NYC family of mother found dead concerned cases of missing Black women lack media attention

As the death of Long Island native Gabby Petito has dominated headlines, one New York City family says they’re concerned the stories of missing Black women don’t receive enough attention.
Destini Smothers was a mother of two from Troy, New York. In November 2020, she visited Queens with her boyfriend Kareem Flake for his grandmother's funeral when she went missing.
Flake told Smothers’ mother the night before the funeral that her daughter got mad and jumped out of his car.
Four months later, Smothers’ body was found in the trunk of Flake’s car with a bullet wound in her head.
"We believe that he should have been questioned immediately,” says Maurice Williams, Smothers’ cousin. “Destini was found in the car that he said she jumped out of on the highway, the night that she went missing. He was supposed to be questioned. To us, he is the number one suspect."
However, Flake hasn't been questioned to the families’ knowledge and hasn't been seen or heard from since last year.

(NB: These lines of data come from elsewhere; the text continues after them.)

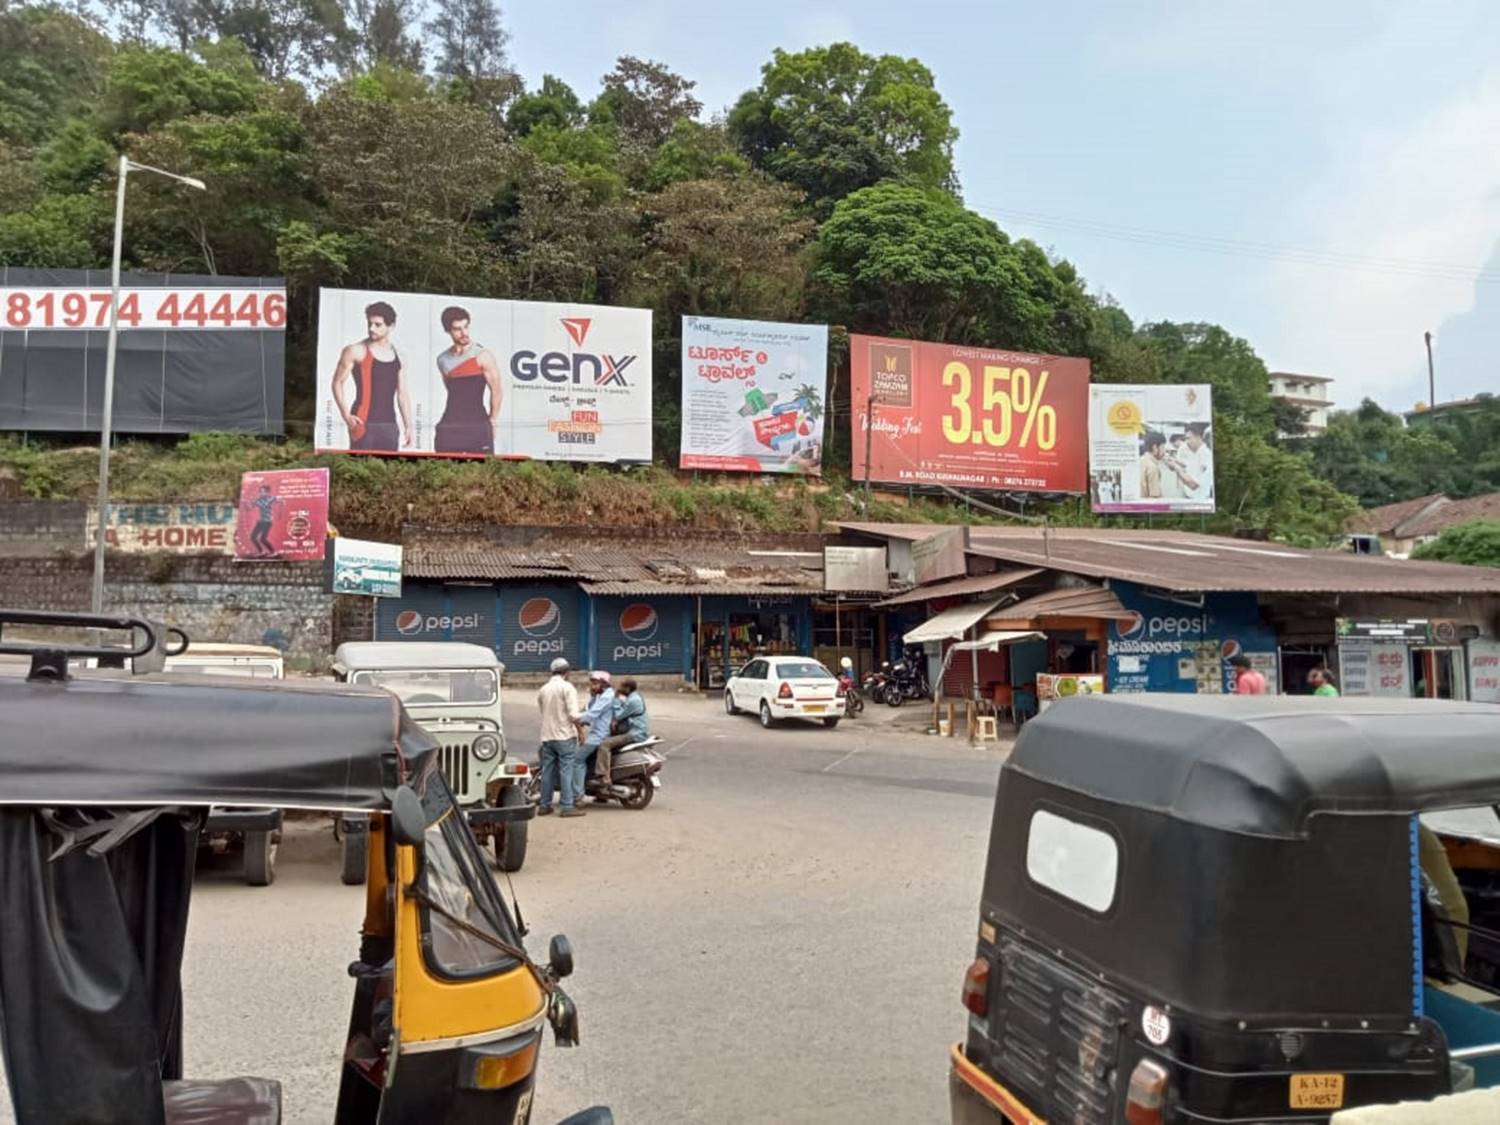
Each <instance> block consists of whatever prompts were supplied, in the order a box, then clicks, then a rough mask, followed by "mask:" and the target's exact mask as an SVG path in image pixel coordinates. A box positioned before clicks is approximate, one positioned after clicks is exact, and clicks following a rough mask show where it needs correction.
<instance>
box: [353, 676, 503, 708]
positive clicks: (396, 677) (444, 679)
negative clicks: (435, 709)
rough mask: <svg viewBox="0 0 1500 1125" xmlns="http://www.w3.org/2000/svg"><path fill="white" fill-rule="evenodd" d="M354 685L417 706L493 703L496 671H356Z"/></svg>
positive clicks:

As the highly publicized search continues for Brian Laundrie, Gabby Petito's boyfriend, Smothers’ family asks why the police hunt for Smothers’ boyfriend and father of her children is radio silent.
"It breaks my heart. This bothers me tremendously - that there is a big search for this guy who killed Gabby and not the same attention paid to my family,” Williams says.
"Missing white woman syndrome" was a term coined to describe the saturated coverage of missing white women in media compared to the relative lack of coverage of missing people of color.
The murder of Smothers happened in Queens in the district of New York Assemblymember Khaleel Anderson.
"The issue of attention doesn't exist as it relates to folks of color because we are not prioritized as important,” Anderson says. “There are a number of these cases. There are just so many of them that we just become exposed.”
Anderson says the NYPD and police in Troy didn't operate in haste to find Smothers even after she was reported missing. He is now pushing a bill in Smothers’ honor to protect domestic violence victims from tragedy like hers and Petito’s.
"What process would have done is said this couple had a history of domestic violence, of volatile incidences, we need to treat this with a little more care. And that is what failed here,” Anderson says.
In the meantime, Smothers’ family says they are suffering, and there doesn’t seem to be an answer in sight.
Smothers’ family will be rallying outside of the Queens District Attorney's Office on Oct. 1 to demand answers.